BANTUL — Dinas Koperasi, Usaha Kecil Menengah, Perindustrian, dan Perdagangan (DKUKMPP) Kabupaten Bantul berencana membangun food court di kawasan kantornya sebagai ruang permanen bagi pelaku UMKM memasarkan produk. Rencana ini muncul karena potensi dan peluang usaha yang besar, namun selama ini belum tersedia area khusus yang memadai.
BANTUL — Pemerintah Kabupaten Bantul, Daerah Istimewa Yogyakarta, berencana menghadirkan food court di kompleks Dinas Koperasi, Usaha Kecil Menengah, Perindustrian, dan Perdagangan (DKUKMPP) setempat. Keberadaan fasilitas ini diharapkan memperkuat akses pemasaran produk pelaku usaha mikro, kecil, dan menengah (UMKM) binaan secara lebih nyaman dan tertata.
Penelaah Teknis Kebijakan DKUKMPP Bantul, Yudha Sutikna, mengatakan area tersebut nantinya dapat digunakan pelaku UMKM untuk menggelar bazar maupun menawarkan produk secara rutin.
Selama ini, DKUKMPP secara rutin menggelar Bazar UMKM di kompleks parkir kantornya setiap dua minggu sekali. Kegiatan tersebut melibatkan pelaku UMKM binaan serta anggota asosiasi pelaku usaha di Bantul.
“Biasanya bazar diikuti oleh 10-15 UMKM secara konsisten dengan produk yang beragam mulai makanan minuman, kerajinan, fesyen, hingga produk mentah,” ujar Yudha.
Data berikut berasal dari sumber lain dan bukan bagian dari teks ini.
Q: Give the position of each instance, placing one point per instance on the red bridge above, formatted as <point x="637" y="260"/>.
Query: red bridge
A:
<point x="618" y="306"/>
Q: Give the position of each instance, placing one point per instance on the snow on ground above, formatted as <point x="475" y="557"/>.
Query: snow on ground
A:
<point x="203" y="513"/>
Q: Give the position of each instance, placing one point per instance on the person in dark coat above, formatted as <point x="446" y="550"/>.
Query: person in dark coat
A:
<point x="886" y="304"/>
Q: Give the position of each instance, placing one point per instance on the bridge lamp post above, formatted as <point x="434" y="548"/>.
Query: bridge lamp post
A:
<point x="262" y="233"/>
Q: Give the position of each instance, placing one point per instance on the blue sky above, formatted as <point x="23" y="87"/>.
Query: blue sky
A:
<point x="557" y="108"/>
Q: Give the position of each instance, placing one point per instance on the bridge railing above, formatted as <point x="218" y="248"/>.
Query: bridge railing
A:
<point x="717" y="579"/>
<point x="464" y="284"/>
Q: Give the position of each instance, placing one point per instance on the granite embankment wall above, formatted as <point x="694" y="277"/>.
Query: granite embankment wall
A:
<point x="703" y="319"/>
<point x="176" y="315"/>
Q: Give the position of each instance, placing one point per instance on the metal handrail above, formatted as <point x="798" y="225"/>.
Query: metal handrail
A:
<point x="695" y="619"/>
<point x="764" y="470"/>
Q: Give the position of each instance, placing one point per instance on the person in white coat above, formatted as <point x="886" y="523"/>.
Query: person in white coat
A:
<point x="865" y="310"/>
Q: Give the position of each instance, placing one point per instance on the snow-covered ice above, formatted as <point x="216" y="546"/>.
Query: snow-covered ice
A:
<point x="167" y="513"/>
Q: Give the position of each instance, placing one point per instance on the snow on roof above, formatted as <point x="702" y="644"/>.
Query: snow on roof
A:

Rencananya, food court tersebut akan dibangun di sisi timur kantor. Langkah ini diambil agar penyelenggaraan bazar tidak lagi bersifat sementara dan lebih nyaman bagi pengunjung maupun pedagang.
“Biar lebih tertata, karena memang ada potensi dan peluang tapi ini belum ada food court,” katanya.
Ketua Bazar UMKM, Ayu, menuturkan pembinaan yang dilakukan dinas telah berdampak positif terhadap pemasaran produk. Para pelaku usaha mendapat dukungan dalam proses promosi, baik secara daring maupun luring.
“Kami pelaku UMKM mendapatkan dukungan dari dinas dalam proses promosi produk baik daring maupun luring,” katanya.
Ayu sendiri telah konsisten mengikuti kegiatan Bazar UMKM sejak 2020. Ia bersama pelaku UMKM binaan lainnya menyambut baik rencana pembangunan food court tersebut.
“Mereka berusaha maksimal mempersiapkan produk-produk unggulan mereka,” ujarnya.
Tak hanya bazar rutin, pelaku UMKM binaan juga dilibatkan dalam sejumlah kegiatan ekspo di berbagai kabupaten di DIY, seperti Kulon Progo. Proses pemberdayaan dilakukan secara bertahap, dimulai dari tingkat lokal terlebih dahulu.
“Prosesnya dari awal dulu, tidak langsung kita kirim ke tingkat internasional atau nasional. Tingkatnya ya yang lokal-lokal dulu,” kata Yudha.
Dengan adanya food court permanen, diharapkan para pelaku UMKM memiliki ruang berjualan yang lebih stabil dan mampu mengembangkan usahanya ke jenjang berikutnya.